I won’t go through all of this and labour it, but there were 96 names on the list. The first thing is that there are 20 duplicates. So, immediately we don’t have a single view of a customer. Then 13 of the customers on that list had no mortgage so how on earth have they qualified for a mortgage redemption or renewal campaign? Then 19 out of the list, 20% had already redeemed their mortgage, they’d paid it off, or they’d moved it to another business. And then this is a telesales list, an outbound telesales list. Telemarketing list. 4 of the records had no phone number and seven of the phone numbers were invalid. I won’t go through the whole list and labour this for you, but the interesting thing is, at the end of it, they actually had seven sales. And when marketing looked at this and said, wow, we’ve got 7% take up rate, this campaign was considered a great success, but just look at all the data quality issue that I just highlighted. All the challenges that come from not having reliable single view of customer.

Now the next one is even more insightful. So, this was a company that had spent several tens of millions of euros. This is one of the largest fashion retailers in Europe. And they had spent tens of millions of euros implementing a new ERP system. And when I sat with them and said, do you have a single viewer product? They said, oh, absolutely. It’s in our new ERP system. But when I looked at the ERP system, the data in it was set up by buyers, and they only put in the data that they were interested in. So the style, the size, the season, the colour, the fabric, the quantity that they’d be ordering the delivery dates for the orders. Then as I went round the organization, the team responsible for the Till system, the point of sale system in the stores, they actually added in their own system what are called EAN codes, barcodes, you could say product identifier. Then they added the short descriptions that need to go on a receipt. And of course, they added price and promotion data, but as you can see in big red letters there, or purple letter, no VAT. And then as I went round, the other teams, like the space planning team and the warehouse merchandise, they were all in their own systems adding additional data that wasn’t in the master data view, if you like.

So the space planners were interested in is the, is it a hanging garment or is it a package? Does it go on hanging? Does it go on shelves? Does it go on tables? And the warehouse was interested in what’s the size of the boxes that arrives in and what pre-processing do we need to do? Do we need to iron it? Do we need to put, price labels on it? You can see, even though the perception was we’ve got a single view of product, actually the data was fragmented across lots of, different system.
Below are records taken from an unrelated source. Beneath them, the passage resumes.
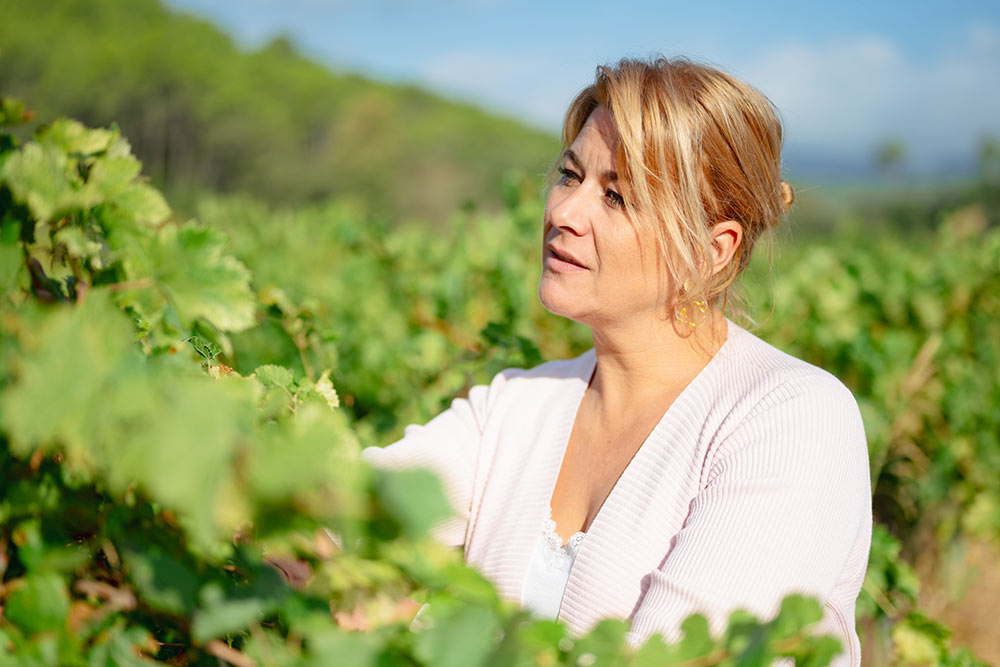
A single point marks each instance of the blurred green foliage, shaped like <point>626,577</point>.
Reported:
<point>203,114</point>
<point>156,506</point>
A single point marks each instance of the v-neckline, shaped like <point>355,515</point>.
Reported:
<point>574,410</point>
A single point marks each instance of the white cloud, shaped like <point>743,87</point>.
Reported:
<point>844,98</point>
<point>839,99</point>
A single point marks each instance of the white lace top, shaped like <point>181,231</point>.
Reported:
<point>549,570</point>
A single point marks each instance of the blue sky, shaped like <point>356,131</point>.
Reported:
<point>845,75</point>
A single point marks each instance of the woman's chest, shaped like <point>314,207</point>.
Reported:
<point>627,538</point>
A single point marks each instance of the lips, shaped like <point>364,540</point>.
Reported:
<point>564,255</point>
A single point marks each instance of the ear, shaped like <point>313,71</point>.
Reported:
<point>726,238</point>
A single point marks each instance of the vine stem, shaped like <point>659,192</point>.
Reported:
<point>229,654</point>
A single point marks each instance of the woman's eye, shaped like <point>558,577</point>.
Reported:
<point>568,175</point>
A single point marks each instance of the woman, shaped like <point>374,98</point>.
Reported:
<point>682,465</point>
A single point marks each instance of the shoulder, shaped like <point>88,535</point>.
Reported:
<point>789,410</point>
<point>767,377</point>
<point>533,388</point>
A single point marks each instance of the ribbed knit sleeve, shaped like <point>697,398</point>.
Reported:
<point>786,497</point>
<point>449,445</point>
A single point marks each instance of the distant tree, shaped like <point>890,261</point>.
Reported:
<point>890,157</point>
<point>989,159</point>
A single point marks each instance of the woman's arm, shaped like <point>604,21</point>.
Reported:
<point>449,446</point>
<point>788,497</point>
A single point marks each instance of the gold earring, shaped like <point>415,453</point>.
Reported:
<point>683,314</point>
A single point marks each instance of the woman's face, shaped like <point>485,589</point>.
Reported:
<point>597,268</point>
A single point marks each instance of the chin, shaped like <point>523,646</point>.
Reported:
<point>557,301</point>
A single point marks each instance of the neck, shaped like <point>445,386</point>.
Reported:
<point>650,361</point>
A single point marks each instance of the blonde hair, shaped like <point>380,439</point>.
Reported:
<point>697,147</point>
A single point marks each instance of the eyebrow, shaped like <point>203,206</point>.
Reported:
<point>609,175</point>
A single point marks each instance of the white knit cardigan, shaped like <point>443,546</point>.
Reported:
<point>753,485</point>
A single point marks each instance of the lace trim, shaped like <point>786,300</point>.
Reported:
<point>554,543</point>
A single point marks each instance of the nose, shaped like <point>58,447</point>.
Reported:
<point>567,211</point>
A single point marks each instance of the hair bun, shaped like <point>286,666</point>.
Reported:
<point>787,195</point>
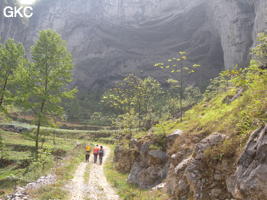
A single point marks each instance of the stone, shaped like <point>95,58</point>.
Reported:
<point>157,157</point>
<point>221,32</point>
<point>249,182</point>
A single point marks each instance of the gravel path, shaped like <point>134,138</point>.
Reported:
<point>97,187</point>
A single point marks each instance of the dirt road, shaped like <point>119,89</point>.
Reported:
<point>97,187</point>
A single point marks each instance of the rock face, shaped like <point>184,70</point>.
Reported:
<point>249,181</point>
<point>123,36</point>
<point>190,177</point>
<point>147,166</point>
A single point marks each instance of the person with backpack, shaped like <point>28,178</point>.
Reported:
<point>87,152</point>
<point>95,152</point>
<point>101,154</point>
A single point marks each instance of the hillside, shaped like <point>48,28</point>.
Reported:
<point>122,37</point>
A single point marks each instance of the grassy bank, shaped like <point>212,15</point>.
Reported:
<point>64,174</point>
<point>18,167</point>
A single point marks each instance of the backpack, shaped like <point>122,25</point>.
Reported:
<point>88,148</point>
<point>101,152</point>
<point>96,150</point>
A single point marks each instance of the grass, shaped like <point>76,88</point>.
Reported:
<point>17,165</point>
<point>127,191</point>
<point>64,174</point>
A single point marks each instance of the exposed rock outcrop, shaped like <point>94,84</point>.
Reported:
<point>191,178</point>
<point>145,160</point>
<point>249,181</point>
<point>123,36</point>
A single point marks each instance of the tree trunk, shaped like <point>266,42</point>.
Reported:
<point>38,130</point>
<point>3,91</point>
<point>181,94</point>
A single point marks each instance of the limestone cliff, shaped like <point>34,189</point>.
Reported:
<point>110,38</point>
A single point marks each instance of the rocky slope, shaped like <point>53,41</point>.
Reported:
<point>194,170</point>
<point>110,38</point>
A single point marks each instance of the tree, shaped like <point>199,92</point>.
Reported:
<point>178,65</point>
<point>11,57</point>
<point>47,79</point>
<point>136,98</point>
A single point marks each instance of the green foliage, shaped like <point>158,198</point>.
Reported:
<point>48,77</point>
<point>137,102</point>
<point>178,65</point>
<point>127,191</point>
<point>11,57</point>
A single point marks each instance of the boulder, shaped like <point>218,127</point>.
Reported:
<point>249,182</point>
<point>146,177</point>
<point>124,158</point>
<point>172,137</point>
<point>157,157</point>
<point>191,178</point>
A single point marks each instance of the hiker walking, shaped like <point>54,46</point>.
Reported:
<point>87,153</point>
<point>101,154</point>
<point>96,151</point>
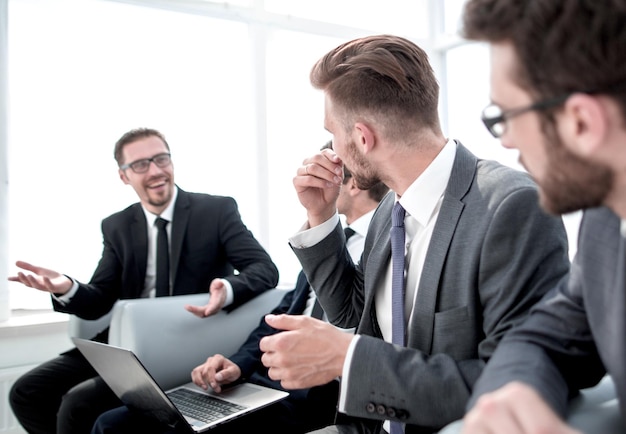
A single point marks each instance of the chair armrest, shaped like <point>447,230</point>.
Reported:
<point>85,328</point>
<point>594,411</point>
<point>170,341</point>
And one of the fundamentals for not having, if you like, a single view of product was this issue that I’ve highlighted that they didn’t have VAT on their point-of-sale system.

If a customer came in and let’s say they bought 10 hoodies for a team meeting, and they needed a VAT receipt, there’s no VAT shown on the till receipt. They had to go to the customer service desk, fill out an online form, that online form was sent to finance, finance would generate the VAT receipt and email it back. And you would not believe, and I won’t go into the detail of the amount of work it took to do the VAT calculations at the end of every period, at the end of every month, and then the VAT submissions at the end of every quarter. But, you know, it was a very, labour intensive, spreadsheet focused, exercise where total sales came from the financial system, and then sales of products that don’t attract VAT came from the data warehouse, and then the two had to be combined. And this had to be done country by country because the VAT rates vary by country.

These are the kinds of problems people encounter. And they just live with them. The first client was living with the fact that they have poor quality data in their, marketing campaigns. And the second one is living with the fact that their product data is fragmented. And over the years, I’ve accumulated countless example, but let’s now move on to what you can do about it. And I am running out of time and Tom will have to prompt me.

The first thing that you’ll, discover when you decide that you want to build a single view of customer or product or supplier, is actually there is dirty data everywhere. And I’ve in 30 plus years, found a dirty data in every single table, in every single system that I’ve ever looked at.

Here’s just an example. This is an NHSA health service provider based in London. They have 160,000 records on three or four patient administration systems. And this analysis that you can see on the screen was done after the NHS. The National Health Service had spent 30 billion pounds, probably 35 billion euros on an IT program for the NHS. But this is just one field. This is the title field. The values in there should be Dr., Mr. Mrs. We found 755 distinct values. More than a third of the records had nothing in that field. Many I had to remove the numbers had dot dot dot dash dash dash, if you look at the fourth line down, comma Oss comma R comma Rs, this is somebody, pressing the key next to the m. So the first one is miss, the second one is Mr, the third one is Mrs. They’re just not paying attention and touching the wrong key. And then the bottom four or five examples show you that actually the users of this system, saw no value in the title field. And so they used it to record information that was useful for them when they’re dealing with the patient, because the first screen that you see has this information on it, so they can immediately see, oh, this is a refugee, or, this is the husband, or, you know, as you can see, a date of birth or where they live. So, this is problem number one.

Problem number two is this, that people hold, they use different reference data standards on every single system that they work with. And to be able to match and merge inconsistent records, we have to take that, those different coding standards and map them to a single format or single standard. It’s called believe it or not, standardisation. And the only example I’ll highlight, you can see for yourselves, the examples that are highlighted here. But if you look at the bottom one, the NLD, Holland and Netherlands or Netherland all being mapped to NL. This actually comes from a media company that sells newspapers, online content, advertising, seminars, conferences, and on one of their sales systems, just one, they had 40 different ways of representing the Netherlands. Imagine if you are just looking at that Salesforce system and saying, tell me all the customers that I have in, in the Netherlands, and let me try and now identify the cross-sell opportunity, the upsell is almost impossible. So this is standardisation. And the next slide, and I’m sure I’m running outta time.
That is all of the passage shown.